The incidence of hyperuricemia in the glomerular ischemic lesions group was significantly higher than in the non-glomerular ischemic lesions group. This may be because renal ischemia can lead to hypoxia in local tissues, increasing the production of lactic acid. Excessive lactic acid excretion competitively inhibits uric acid excretion, resulting in uric acid retention in the body and reducing urate clearance through the action of lactic acid [16]. Low renal blood flow perfusion stimulates the reabsorption of uric acid. Ischemia can also lead to increased uric acid synthesis; in an ischemic environment, ATP is decomposed into adenine and xanthine and more xanthine oxidase is generated.
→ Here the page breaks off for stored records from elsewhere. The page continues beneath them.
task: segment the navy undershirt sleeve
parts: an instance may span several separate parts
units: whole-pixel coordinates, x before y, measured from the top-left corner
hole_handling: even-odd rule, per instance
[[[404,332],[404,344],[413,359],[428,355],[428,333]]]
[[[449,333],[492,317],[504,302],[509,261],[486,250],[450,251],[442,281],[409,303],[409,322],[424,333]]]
This study has certain limitations. We only measured serum uric acid once; therefore, the assessment of the relationship between serum uric acid levels and IgAN glomerular ischemic lesions was not as accurate as possible. Furthermore, beside renal factors, excessive alcohol intake, a high-purine diet and the application of diuretics can also lead to hyperuricemia, and this study did not consider these factors. Finally, when serum uric acid concentration exceeds 410 µmol/L, uric acid in the plasma is saturated (at pH 7.4, temperature 37 °C and serum sodium under normal conditions). If serum uric acid concentration reaches saturation, these substances are prone to form crystals and accumulate in soft tissues. Therefore, some male patients may have hyperuricemia even if serum uric acid concentration is lower than 420 µmol/L.

In summary, serum uric acid levels of patients with IgAN are closely correlated with glomerular ischemic lesions, and the two may affect each other. Reducing the serum uric acid level may reduce the degree of glomerular ischemic injury.